DARVO

Thursday, April 09, 2009

dragged out from this world

He was all heart and tenderness
nobody deserved anguish and dreadful suffer
Mam gave him all she had
treated him like a human being
we may be wrong pulling him from coast to coast
I liked to think I was his favourite
he had no favourite
he was shy and generous
he exhaled asking for an end
when just flesh and bone was what he´d left
Tierärzt said the reflection in his eyes
was what he lose last
I can believe his soul called at the mittnacht
As a slumber he showed up to let me know that was the last hug
we insisted on he should remain when he just were far beyond
his head turn into blue as he fell asleep

I put him a yard down in a muddy hill next to the Friedhof
won´t forget his eyes wide shut lurking from the worms nest
you´ve got a new den
where I´ll make my last stretch.

for all the joy and love your life broght upon our souls
I spill my first tear
for all the kindness an animal might show
I spill a blood drop
for all you´ve taken from my soul
I let you scratch my haart....
remaining thoughts in 9.04.2009
I hope you get this letter in the graveyard

Your Mam and Dad won´t forget u

Perhaps you should have bleiben in the place where we found you

And then we come to the same old question, why man is so powerful that can move monts, change the floss of a river, change the climate of a planet, destroy civilizations, built societies, consider their capacity to reason, learn from the past and from time to time prevent future and can´t help the inevitable path of death, we must find answers in death, Sheley said it, we play the roll of creators and pay the its toll...and at the end we all come to an end, there must be an end to be an start, thatßs what makes it attractive, otherwise it would be pointless and dull.

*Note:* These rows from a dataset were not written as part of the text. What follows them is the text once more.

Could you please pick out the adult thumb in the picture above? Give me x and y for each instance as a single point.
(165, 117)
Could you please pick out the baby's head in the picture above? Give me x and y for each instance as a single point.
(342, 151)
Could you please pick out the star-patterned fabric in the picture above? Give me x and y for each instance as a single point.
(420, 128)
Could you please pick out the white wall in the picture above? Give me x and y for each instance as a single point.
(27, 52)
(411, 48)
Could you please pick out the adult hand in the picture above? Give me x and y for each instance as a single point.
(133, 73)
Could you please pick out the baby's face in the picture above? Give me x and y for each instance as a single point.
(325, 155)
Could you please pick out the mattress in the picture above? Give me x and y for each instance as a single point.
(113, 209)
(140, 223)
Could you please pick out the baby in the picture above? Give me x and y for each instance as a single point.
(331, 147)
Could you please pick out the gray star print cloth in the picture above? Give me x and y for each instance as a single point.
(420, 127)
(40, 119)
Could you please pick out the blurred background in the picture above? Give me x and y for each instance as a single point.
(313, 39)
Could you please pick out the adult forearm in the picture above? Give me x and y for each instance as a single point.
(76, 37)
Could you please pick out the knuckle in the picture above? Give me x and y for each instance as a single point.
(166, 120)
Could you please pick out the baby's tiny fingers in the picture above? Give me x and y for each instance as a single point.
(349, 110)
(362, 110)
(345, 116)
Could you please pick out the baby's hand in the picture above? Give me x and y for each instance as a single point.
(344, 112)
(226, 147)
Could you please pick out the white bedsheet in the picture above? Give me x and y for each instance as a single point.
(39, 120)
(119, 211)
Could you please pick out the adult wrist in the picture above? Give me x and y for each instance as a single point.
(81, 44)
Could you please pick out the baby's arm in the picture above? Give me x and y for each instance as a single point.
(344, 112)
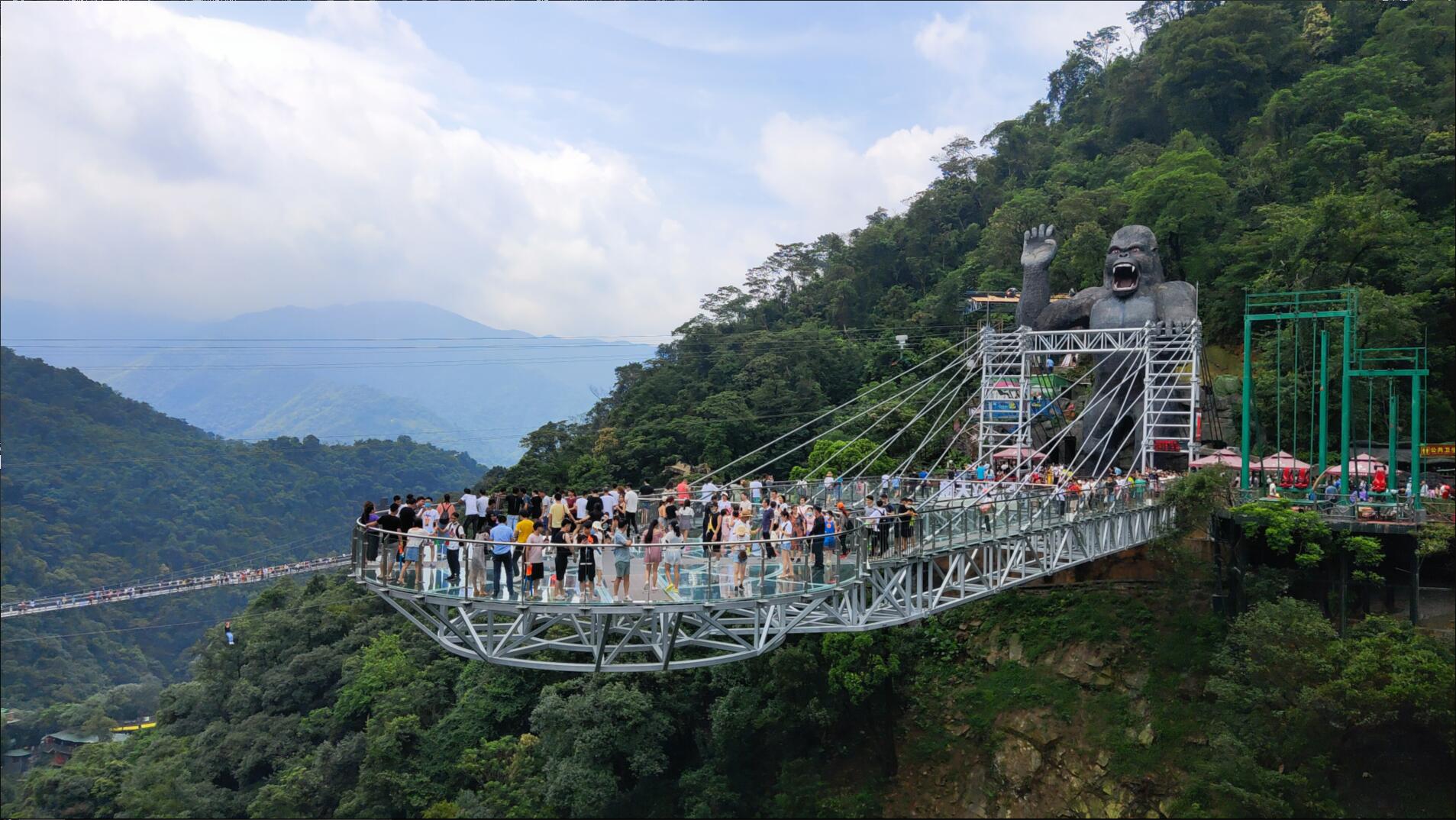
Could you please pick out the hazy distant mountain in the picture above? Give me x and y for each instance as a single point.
(334, 372)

My head is heavy, my limbs are weary,And it is not life that makes me move....The proposition that death is the equivalent to extinction is examined in the first section of Adonais, a piece permeated with frigid imagery. The head of the deceased is bound with ‘frost’, his heart is ‘cold’, his lips ‘icy’ and his cheek ‘frozen’ suggesting the permanent cessation of life. The water imagery in ‘dew’, ‘Iiquid’ and ‘vapour’ suggest weeping for the loss of life, an image which culminates in ‘She faded, like a cloud which had outwept its rain’. The two images combine in the 'frozen tears’, the substitute for pearls in the anadem, which suggest the immutability of death coupled with the irrevocability of loss.